OpenAI CTO discusses ChatGPT-5 progress towards PhD-level intelligence
In a recent interview by Dartmouth Engineering shared on X (formerly Twitter), with OpenAI CTO, Mira Murati, she described the progression from GPT-4 to GPT-5 to advancing from high school to university, emphasizing significant strides in AI intelligence.
Murati elaborated that current systems like GPT-3 demonstrate intelligence comparable to that of a toddler, while GPT-4 performs at the level of a clever high school student. GPT-5, in development, aims for a Ph.D.-level intelligence tailored for specialized tasks, with an expected completion time of a year and a half, possibly delaying its release until late 2025 or early 2026.

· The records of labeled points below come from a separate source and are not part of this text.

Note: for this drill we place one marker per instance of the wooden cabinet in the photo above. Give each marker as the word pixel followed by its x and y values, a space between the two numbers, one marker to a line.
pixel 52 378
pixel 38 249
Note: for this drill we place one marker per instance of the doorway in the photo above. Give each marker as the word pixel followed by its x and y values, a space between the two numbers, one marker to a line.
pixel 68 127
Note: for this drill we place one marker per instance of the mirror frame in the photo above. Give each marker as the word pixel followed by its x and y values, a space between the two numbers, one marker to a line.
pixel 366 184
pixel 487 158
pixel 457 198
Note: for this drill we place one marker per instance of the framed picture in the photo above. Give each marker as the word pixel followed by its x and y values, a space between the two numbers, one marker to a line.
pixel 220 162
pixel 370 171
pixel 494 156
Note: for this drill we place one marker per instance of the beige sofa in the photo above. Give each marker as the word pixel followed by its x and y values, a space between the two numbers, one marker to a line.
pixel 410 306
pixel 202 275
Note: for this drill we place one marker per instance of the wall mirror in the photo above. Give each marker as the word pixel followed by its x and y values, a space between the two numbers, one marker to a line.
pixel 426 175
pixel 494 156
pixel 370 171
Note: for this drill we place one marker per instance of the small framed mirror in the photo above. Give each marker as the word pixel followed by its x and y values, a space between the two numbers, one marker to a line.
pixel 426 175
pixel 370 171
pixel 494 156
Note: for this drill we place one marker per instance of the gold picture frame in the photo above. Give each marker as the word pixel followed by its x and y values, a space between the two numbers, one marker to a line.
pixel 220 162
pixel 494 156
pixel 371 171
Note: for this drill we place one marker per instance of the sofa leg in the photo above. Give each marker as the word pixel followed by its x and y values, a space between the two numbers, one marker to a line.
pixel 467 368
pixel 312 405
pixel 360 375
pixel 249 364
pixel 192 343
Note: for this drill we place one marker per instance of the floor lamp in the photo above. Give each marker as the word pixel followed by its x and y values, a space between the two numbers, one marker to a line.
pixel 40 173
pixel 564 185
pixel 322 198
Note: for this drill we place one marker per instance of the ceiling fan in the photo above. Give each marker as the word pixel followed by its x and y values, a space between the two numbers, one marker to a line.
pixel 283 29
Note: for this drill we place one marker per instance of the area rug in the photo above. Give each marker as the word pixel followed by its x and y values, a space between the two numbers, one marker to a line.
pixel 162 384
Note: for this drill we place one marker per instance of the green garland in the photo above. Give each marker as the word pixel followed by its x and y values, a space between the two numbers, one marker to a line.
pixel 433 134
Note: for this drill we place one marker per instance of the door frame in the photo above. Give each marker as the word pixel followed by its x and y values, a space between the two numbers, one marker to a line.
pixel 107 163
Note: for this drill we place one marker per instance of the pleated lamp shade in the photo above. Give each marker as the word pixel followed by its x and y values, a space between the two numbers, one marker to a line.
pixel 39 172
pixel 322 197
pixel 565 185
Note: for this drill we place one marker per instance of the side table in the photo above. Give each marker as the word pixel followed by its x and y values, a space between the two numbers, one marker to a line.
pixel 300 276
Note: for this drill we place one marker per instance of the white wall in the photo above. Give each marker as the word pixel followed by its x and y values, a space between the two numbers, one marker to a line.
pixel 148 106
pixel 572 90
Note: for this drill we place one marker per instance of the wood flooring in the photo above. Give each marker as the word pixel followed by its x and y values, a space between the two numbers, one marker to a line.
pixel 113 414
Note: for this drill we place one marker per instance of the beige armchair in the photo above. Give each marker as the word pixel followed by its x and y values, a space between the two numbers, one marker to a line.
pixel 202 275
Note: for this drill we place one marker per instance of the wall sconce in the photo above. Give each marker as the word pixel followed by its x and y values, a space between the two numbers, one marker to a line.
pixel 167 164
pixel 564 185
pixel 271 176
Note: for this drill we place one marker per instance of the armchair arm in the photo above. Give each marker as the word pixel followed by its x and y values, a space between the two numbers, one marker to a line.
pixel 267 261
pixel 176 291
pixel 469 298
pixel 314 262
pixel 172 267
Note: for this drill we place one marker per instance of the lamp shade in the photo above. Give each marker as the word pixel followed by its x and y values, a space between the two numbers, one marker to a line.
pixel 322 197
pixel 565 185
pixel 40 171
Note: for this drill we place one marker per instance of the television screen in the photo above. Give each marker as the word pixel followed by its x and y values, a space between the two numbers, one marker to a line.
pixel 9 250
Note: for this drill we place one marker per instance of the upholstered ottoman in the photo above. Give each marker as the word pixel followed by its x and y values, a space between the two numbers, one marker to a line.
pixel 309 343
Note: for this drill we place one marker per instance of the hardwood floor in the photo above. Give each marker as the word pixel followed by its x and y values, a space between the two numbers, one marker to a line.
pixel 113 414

Initial speculation hinted at a late 2023 launch for GPT-5, later revised to a summer release, which instead saw the arrival of GPT-4o, a substantial but not groundbreaking advancement as described by Murati.
Microsoft CTO Kevin Scott’s insights align, suggesting GPT-5 will boast improved memory and reasoning skills, potentially passing Ph.D. exams.
While acknowledging advancements, Murati emphasized that Ph.D.-level intelligence is task-specific, noting current AI systems’ human-level performance in some tasks but not all.